The principles of connected leadership are outlined well in a classic book, “The Vitality Imperative,” by Mickey Connolly, Jim Motroni, and Richard McDonald. As principals of the Conversant consultancy, they speak from experience in improving people connectivity and leadership through working with over 400 organizations in 100 countries.
While their focus has been primarily larger organizations, I believe the principles they espouse are equally applicable to startups and small businesses. Here is my extrapolation of their key elements of connected leadership into the entrepreneurial world:
- Be visibly present and aware of individual sensitivities. In the chaos of a startup, it’s easy to have “not enough time” to listen and relate to individual members of the team. As a result, impatience increases and effectiveness declines, leaving even more to be done. Presence without prejudice increases leader trust, and enjoyment of work by all parties.
- Seek to appreciate team goals, worries, and circumstances. People in a new venture are not mechanical elements. Align your leadership practices with human nature, which requires empathy. In any organization, large or small, empathy improves accountability, accelerates learning, increases influence, and facilitates future planning.
- Define and highlight a business purpose, beyond profit. A common purpose creates a community. Process without purpose leads to frustration and bureaucracy. The tangible benefits of a purpose, such as reducing environmental pollution, include making work more meaningful, promoting teamwork, and improving personal role commitment.
- Speak the truth, even if painful, over avoidance and deception. Authenticity creates trust, accelerates the solution process, improves agility and resilience, and inspires innovation. Some leaders avoid candor to reduce employee fear, and others to induce fear. But the most destructive fear is the fear of deceit, only eliminated by authenticity.

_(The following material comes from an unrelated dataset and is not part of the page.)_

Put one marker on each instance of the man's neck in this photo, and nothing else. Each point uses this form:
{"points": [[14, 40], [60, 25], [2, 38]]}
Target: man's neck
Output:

- Outline future potential for the business and the person. Connected leaders don’t let probability and ordinary work destroy possibility. Seeing wonder in the future breaks the grip of the past, redeems mistakes, creates options, and ignites vitality. This leads to new connections and creates new possibilities for the venture and the person.
- Build a culture of innovative evolution after initial revolution. Startups often begin with a revolution, but continuous revolution is risky and stressful. A better sense of timing is a commitment to an agile, ever-evolving venture, where the return on investment can be predicted. This improves team leverage, getting more out of time, money, and talent.
- Leverage small surprising results into repeated cycle momentum. Momentum is a powerful multiplier that supercharges community, contribution and choice. Surprising positive results are energizing, cause people to update their beliefs, and cause positive chain reactions. Connected leaders share the lessons and show due appreciation.
The vitality of a startup team, and the founder leadership provided, are more key to startup success than the potential of the initial idea. This is why professional investors will tell you that they invest in people, rather than ideas. How much value can the principles of connected leadership bring to your new venture?